At the end of February, Representative Dan Douglas (R-Bentonville) filed two House bills concerning state highway maintenance and construction. The Arkansas Highway Maintenance and Construction Act of 2017 would authorize the State Highway Commission to issue general obligation bonds for roads for twenty years.
Initially, the bill established parameters for a special election to be called by the governor so that the Arkansas constitutional requirements could be met for voter approval. Special elections in this state are notorious for low voter turnout and virtually assure that a government ballot issue, i.e. bonds, taxes, etc. are passed.
At the urging of Governor Hutchinson and to improve the likelihood of the bill getting out of the House Transportation Committee, Douglas amended his bill to allow the highway ballot issue to appear on the 2018 general election ballot. The ballot title will be “Issuance of 2017 Arkansas Highway Maintenance and Construction Bonds and pledge of the full faith and credit of the State of Arkansas.”
The second bill filed by Douglas would levy a 6.5% wholesale tax on gasoline and diesel, effective only if the highway ballot issue passed. Neither the ballot title nor the description that would appear on the 2018 general election ballot say anything about a tax. Most people are FOR better highways. This is a pure political sleight of hand.
Words do mean something. Sleight means “deceitful craftiness; stratagem”. The word stratagem is more useful in this case. Stratagem means “a cleverly contrived trick or scheme to gain an end”.

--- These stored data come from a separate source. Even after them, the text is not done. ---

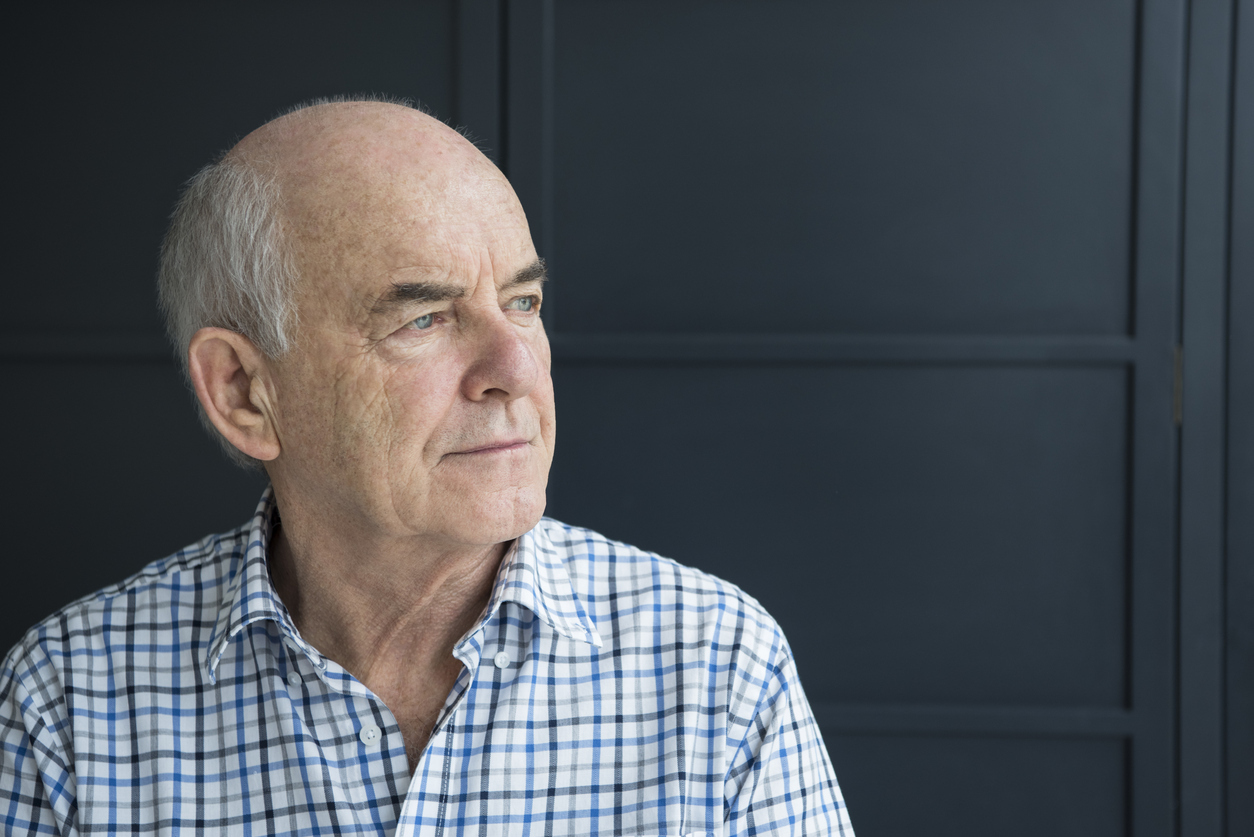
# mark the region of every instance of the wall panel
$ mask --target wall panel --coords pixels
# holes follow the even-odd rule
[[[824,733],[858,837],[1124,837],[1117,740]]]
[[[554,381],[550,514],[742,585],[816,699],[1123,705],[1121,367]]]
[[[1127,329],[1132,2],[554,16],[564,331]]]

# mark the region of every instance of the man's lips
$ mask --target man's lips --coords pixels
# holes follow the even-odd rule
[[[455,455],[468,455],[475,453],[508,453],[509,451],[522,450],[527,447],[526,439],[506,439],[500,442],[490,442],[486,445],[467,448],[466,450],[453,451]]]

The current motor fuels tax in Arkansas is $.40/gallon. The federal portion of this tax is $.185 and the state’s portion is $.215. The current wholesale price on gasoline is $1.57/gallon. That’s an additional $.102/gallon the pump. That’s a whopping 50% tax increase to the existing state tax.
Let’s say you own a compact car that holds 12 gallons. Every time you fill the tank, you’ll pay an additional $1.24. Most households have two cars, so that would be $2.48/household. Most cars are usually gassed up twice a week. Now, you’re at $4.96/week. There are 52 weeks in a year, so you’ll end up paying $257.92 more in taxes. That will pretty much wipe out the tax cuts passed by the state legislature earlier in the session for those making less than $21,000/year and for veteran’s benefits.
In the legislative session in 2015, the General Assembly passed a half cent tax that would result in $750 million over 10 years for state highways. We’re half way through this period and yet the powerful highway lobby wants more of your hard-earned dollars.
“The governor said one of the ingredients in fostering economic development is the state’s highway plans.” (“Governor favors road-bond plan”, Arkansas Democrat Gazette, 03/11/2017) So, this is really an economic development issue? Arkansas has the highest taxes than any of the bordering states. Arkansas’s high taxes makes the state less competitive.
Road construction and maintenance is a government function. There are ways to fund Arkansas highways without raising more taxes. Roads need to be a priority in the budget. Sales tax on tires and automotive sales should be diverted to fund roads. The legislature has used $32 million of the highway funds for non-highway purposes. The Constitutional Officers Fund is funded with 3.1% of highway funds. Another 1.8% of highway funds goes to programs like “Don’t Drive Drunk”. Use Government Improvement Funds for roads. These are just a few examples.
In December 2014, Arkansas Americans for Prosperity, a conservative think tank, polled Arkansas voters specifically on the $.10 higher tax on motor fuels. Eighty percent of Republicans are opposed, 70% Independents are opposed and 51% Democrats oppose the higher tax.
The bond bill made it out of the House Transportation Committee, but last Tuesday, March 14th, it was defeated in the House. Fortunately, there were more Representatives who voted against it or who didn’t vote than those who voted for it. Representatives Payton and Miller voted against it. Thank you.
(Jacque Martin contributes ‘Just to the Right’ each month for The Sun Times.)